LARA

Project part 3

We say that a program is sufficiently annotated if every loop is cut by at least one assert annotation. Your task is to implement an automated verifier for sufficiently annotated programs.

In the archive below we added support for annotating any statement in a program with an assert by writting @assert(formula) immediately before the statement one wants to annotate. Please have a look at trait “Annotated” to see how syntax trees are annotated. Also have a look at the example programs in the archive.

Whereas “assert(formula)” calls denote runtime asserts that may crash the program, “@assert(formula)” annotations are just there for program verification. Hence an @assert annotation does not give rise to an edge toward the error state in the CFG.

The CFG class has been modified for the needs of verification condition generation (VCG). It now includes assert annotations and the set of all variables declared in the program. The graph drawer now also includes annotations.

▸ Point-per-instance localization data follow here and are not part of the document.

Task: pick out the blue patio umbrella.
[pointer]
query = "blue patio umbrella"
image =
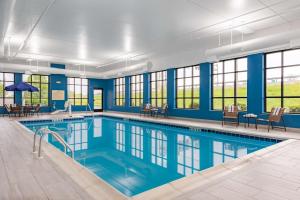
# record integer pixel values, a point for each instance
(22, 86)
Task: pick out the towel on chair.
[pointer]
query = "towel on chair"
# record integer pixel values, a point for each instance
(276, 111)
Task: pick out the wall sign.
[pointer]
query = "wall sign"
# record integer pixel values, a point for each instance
(58, 95)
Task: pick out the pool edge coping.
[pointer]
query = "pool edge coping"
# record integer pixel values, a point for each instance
(59, 157)
(186, 184)
(224, 167)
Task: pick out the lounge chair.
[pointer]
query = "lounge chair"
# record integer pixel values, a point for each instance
(164, 110)
(16, 110)
(8, 110)
(146, 109)
(37, 109)
(231, 115)
(275, 116)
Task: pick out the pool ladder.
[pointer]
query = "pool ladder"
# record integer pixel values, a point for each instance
(46, 131)
(88, 108)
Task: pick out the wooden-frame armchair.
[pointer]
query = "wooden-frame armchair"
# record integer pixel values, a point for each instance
(231, 115)
(275, 116)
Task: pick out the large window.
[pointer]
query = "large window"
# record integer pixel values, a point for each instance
(282, 80)
(6, 97)
(120, 91)
(158, 83)
(42, 96)
(78, 91)
(136, 90)
(229, 84)
(137, 141)
(159, 148)
(188, 87)
(188, 154)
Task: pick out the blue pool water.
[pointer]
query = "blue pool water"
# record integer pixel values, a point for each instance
(137, 156)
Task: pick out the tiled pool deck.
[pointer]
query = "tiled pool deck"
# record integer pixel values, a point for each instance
(270, 173)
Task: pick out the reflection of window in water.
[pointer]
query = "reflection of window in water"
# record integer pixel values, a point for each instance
(188, 154)
(137, 143)
(120, 137)
(159, 148)
(78, 139)
(97, 127)
(223, 152)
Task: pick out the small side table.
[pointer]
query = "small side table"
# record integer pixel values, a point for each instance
(248, 117)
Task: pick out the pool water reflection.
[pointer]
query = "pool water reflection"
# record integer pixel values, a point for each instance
(134, 156)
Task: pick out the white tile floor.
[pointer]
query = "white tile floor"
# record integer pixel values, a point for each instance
(271, 173)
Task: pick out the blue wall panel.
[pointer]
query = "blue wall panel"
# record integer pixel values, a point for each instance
(255, 93)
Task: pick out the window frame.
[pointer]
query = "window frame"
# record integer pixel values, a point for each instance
(136, 99)
(40, 86)
(281, 67)
(74, 86)
(117, 98)
(223, 73)
(193, 86)
(164, 98)
(14, 93)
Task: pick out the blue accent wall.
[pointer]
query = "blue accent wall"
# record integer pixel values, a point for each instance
(255, 93)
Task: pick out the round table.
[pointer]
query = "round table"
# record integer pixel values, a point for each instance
(248, 117)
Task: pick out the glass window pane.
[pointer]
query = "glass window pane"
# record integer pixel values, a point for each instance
(9, 77)
(77, 81)
(241, 64)
(188, 103)
(218, 68)
(196, 71)
(272, 103)
(228, 102)
(26, 78)
(195, 103)
(217, 104)
(71, 81)
(180, 103)
(273, 84)
(292, 104)
(188, 72)
(291, 57)
(241, 89)
(84, 81)
(273, 60)
(242, 103)
(44, 79)
(291, 81)
(229, 66)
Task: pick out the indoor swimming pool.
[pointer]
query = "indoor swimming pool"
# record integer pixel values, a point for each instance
(134, 156)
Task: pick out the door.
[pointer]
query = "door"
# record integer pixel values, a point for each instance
(98, 99)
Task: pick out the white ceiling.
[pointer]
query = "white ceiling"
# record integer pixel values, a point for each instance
(110, 35)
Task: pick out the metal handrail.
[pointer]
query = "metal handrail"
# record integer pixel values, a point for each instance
(46, 131)
(89, 107)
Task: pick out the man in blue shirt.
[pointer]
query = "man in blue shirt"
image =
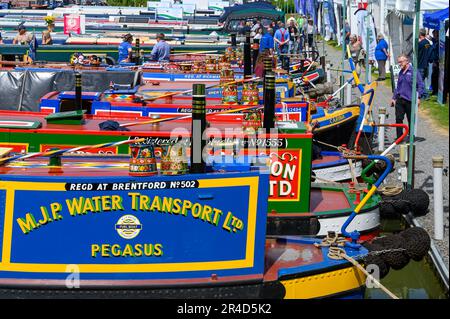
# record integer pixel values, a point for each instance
(125, 48)
(161, 50)
(266, 42)
(403, 92)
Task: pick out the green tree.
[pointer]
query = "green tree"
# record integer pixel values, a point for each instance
(287, 6)
(128, 3)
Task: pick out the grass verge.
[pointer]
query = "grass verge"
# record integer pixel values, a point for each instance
(436, 112)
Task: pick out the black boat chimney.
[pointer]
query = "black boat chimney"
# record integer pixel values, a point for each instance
(198, 127)
(233, 40)
(247, 60)
(269, 101)
(78, 103)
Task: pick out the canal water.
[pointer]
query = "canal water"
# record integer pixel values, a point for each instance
(418, 280)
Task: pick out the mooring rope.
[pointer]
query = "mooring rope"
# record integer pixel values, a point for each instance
(334, 242)
(339, 253)
(390, 190)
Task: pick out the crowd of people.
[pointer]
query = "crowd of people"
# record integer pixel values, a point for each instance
(293, 38)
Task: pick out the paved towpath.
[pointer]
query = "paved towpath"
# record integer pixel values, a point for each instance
(431, 141)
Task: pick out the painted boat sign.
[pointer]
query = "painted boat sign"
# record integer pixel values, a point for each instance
(122, 228)
(20, 124)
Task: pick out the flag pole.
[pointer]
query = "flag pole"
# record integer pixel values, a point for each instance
(411, 159)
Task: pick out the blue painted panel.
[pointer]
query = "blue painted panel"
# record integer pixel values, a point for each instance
(71, 95)
(196, 243)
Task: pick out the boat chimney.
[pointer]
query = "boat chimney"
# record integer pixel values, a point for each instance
(255, 48)
(137, 57)
(269, 101)
(233, 40)
(78, 103)
(198, 127)
(247, 60)
(247, 37)
(267, 65)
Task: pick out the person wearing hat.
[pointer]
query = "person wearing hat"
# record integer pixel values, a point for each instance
(23, 37)
(125, 48)
(161, 50)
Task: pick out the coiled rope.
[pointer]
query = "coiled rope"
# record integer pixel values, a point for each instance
(339, 253)
(336, 252)
(390, 190)
(345, 152)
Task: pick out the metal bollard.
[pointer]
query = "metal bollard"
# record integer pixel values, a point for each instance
(348, 94)
(381, 129)
(438, 164)
(403, 158)
(328, 72)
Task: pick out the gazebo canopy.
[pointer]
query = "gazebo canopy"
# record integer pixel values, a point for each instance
(432, 20)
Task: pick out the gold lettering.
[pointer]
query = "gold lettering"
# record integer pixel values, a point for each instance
(28, 224)
(156, 204)
(94, 250)
(158, 250)
(143, 203)
(196, 210)
(134, 200)
(138, 250)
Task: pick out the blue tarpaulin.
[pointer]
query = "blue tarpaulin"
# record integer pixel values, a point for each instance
(432, 20)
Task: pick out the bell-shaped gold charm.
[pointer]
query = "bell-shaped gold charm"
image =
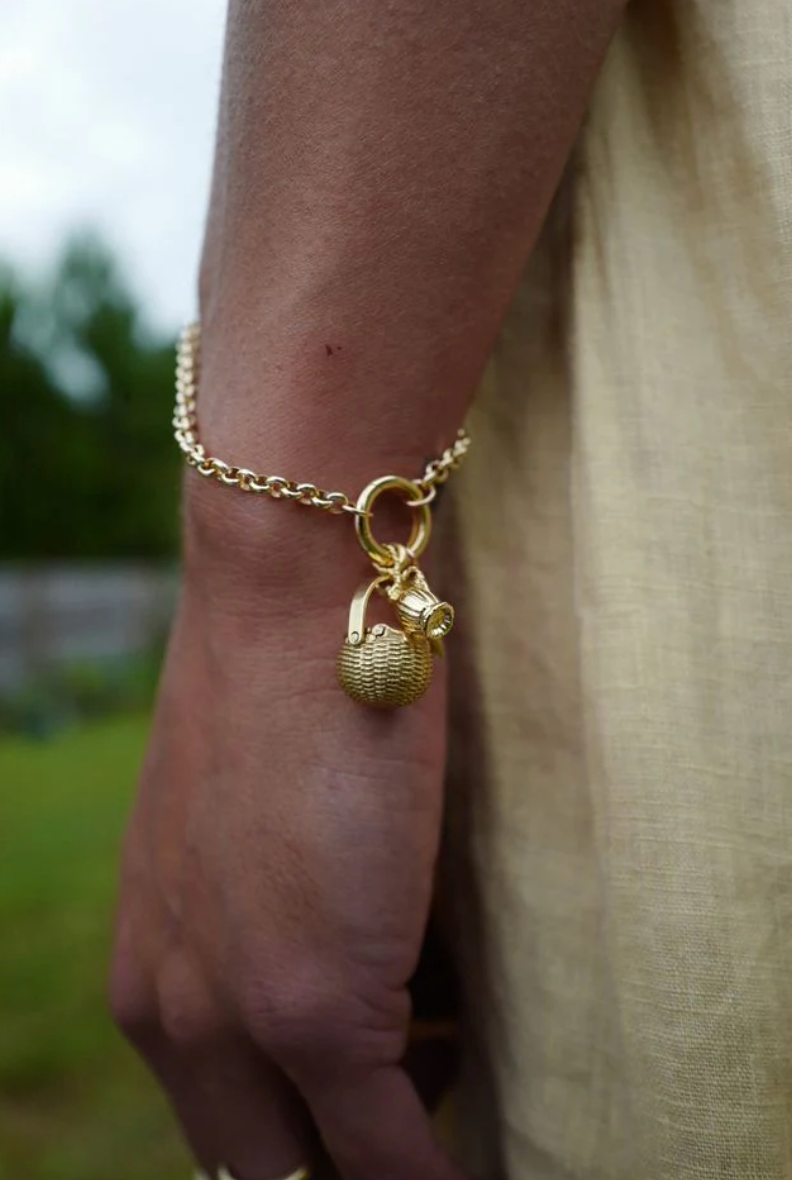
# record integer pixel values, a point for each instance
(380, 666)
(419, 610)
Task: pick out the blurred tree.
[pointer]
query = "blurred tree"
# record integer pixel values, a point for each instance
(87, 465)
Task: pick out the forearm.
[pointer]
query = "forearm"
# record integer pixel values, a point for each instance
(383, 171)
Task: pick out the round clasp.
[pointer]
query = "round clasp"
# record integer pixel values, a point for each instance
(421, 524)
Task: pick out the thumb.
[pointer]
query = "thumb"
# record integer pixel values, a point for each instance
(375, 1127)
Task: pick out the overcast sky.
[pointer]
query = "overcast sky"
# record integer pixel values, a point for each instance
(106, 119)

The archive contains code that translates an AST with assert annotations to a CFG with assert annotations. You can use this code or modify your own, as long as you are able to produce correctly annotated CFGs. Note that “assert(formula)” also generates an assert annotation in the given code.

Your task is to modify the file vcg/VCG.scala in order to implement a compositional verification condition generator that runs in polynomial time and that produces formulas with polynomially many disjunctions (with respect to the number of nodes of the CFG). Note that the rules given in the link above need to be adapted to CFGs.

Archive

Examples

You will find two folders named test/example1 and test/example2 in the archive. Both contain a program, a representation of its CFG (with asserts in square boxes), and representations of the basic paths of the program. For these examples, your code should generate verification conditions corresponding to the given basic paths.

Both examples are sufficiently annotated and correct.